No domingo, ele se encontrará com Thomas em frente ao seu colégio eleitoral e já sabe qual cédula escolherá: Jean-Luc Mélenchon. Há cinco anos, Da Silva votou no candidato da esquerda radical por meio do sistema alternativo.

“Não faz sentido que alguém que vive aqui há 15 ou 20 anos não possa votar. Já votei pelo correio em Portugal, mas esse voto não faz sentido, porque não moro lá”, lamenta.

– Sem direito a voto –

Na França, o direito de voto está vinculado à posse da nacionalidade francesa. Os estrangeiros, que representam 7,6% da população de acordo com o Insee, devem residir em solo francês por pelo menos 5 anos para solicitar a naturalização.

Os cidadãos dos países da União Europeia (UE) podem, no entanto, participar nas eleições municipais e para o Parlamento Europeu, desde que estejam inscritos nas listas eleitorais.

“Os estrangeiros que temos são cidadãos que trabalham, participam de reuniões de bairro, têm filhos na escola, estão envolvidos em associações de bairro. Eles fazem parte da sociedade”, diz Thomas Berteigne, cofundador da Alter-votants.

“Poder votar seria a culminação de um processo de integração”, acrescenta, antes de perguntar: “Como pode haver tanta gente que não quer votar e tanta gente que não pode?”

Noé, que não quer revelar o sobrenome, não vota porque “discorda profundamente do sistema”. O jovem de 26 anos, que se define como “libertário”, acredita que abrir mão de seu voto pode ser útil “para os mais afetados pelas políticas de imigração do governo”.

Os estrangeiros que beneficiam deste voto vêm de “todos os continentes” e votam em “várias sensibilidades”, diz Thomas Berteigne, embora todas as pessoas consultadas pela AFP tendam para a extrema-esquerda.

“Não queria interferir na escolha dele, mas conversamos e concordamos em muitas coisas”, explica Noé.

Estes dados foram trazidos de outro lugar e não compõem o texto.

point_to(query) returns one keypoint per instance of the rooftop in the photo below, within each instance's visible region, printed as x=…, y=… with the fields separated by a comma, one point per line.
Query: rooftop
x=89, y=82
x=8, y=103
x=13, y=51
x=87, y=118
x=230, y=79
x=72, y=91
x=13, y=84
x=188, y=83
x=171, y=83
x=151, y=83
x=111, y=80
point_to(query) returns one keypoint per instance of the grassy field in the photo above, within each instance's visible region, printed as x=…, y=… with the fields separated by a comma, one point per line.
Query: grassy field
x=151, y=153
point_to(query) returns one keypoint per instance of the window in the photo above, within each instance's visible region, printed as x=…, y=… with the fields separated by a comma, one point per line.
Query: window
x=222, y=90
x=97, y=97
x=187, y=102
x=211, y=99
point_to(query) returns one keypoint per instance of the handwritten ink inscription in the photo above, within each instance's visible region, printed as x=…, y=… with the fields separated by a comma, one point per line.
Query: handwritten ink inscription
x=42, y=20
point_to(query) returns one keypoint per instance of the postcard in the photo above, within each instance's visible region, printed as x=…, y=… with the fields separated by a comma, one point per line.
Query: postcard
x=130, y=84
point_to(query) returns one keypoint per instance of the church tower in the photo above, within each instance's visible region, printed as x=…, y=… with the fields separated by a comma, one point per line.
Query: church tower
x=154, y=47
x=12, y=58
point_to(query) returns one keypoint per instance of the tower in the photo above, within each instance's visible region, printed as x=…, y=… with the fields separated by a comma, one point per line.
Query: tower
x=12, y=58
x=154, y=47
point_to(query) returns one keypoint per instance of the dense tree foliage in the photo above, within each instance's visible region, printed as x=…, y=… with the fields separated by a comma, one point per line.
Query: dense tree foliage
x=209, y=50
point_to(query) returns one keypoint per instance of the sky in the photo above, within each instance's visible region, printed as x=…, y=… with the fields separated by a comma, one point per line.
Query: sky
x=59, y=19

Sua dupla Felipe Rosselot, chileno de 23 anos, não revela seu voto, mas afirma que costuma participar de manifestações contra a extrema-direita.

“Tornar-se francês é uma pista de obstáculos”, diz o chileno, para quem o direito ao voto seria como alcançar o “Santo Graal”.

Mas, no momento, ele teme o segundo turno marcado para 24 de abril. De acordo com as pesquisas, o atual presidente liberal, Emmanuel Macron, disputaria a presidência contra a ultradireitista Marine Le Pen.

Mélenchon é o terceiro candidato com possibilidades.

Rosselot não quer votar “nem em Macron nem na extrema-direita”. Na verdade, ele confessa depois de um longo silêncio: “Eu poderia me abster”.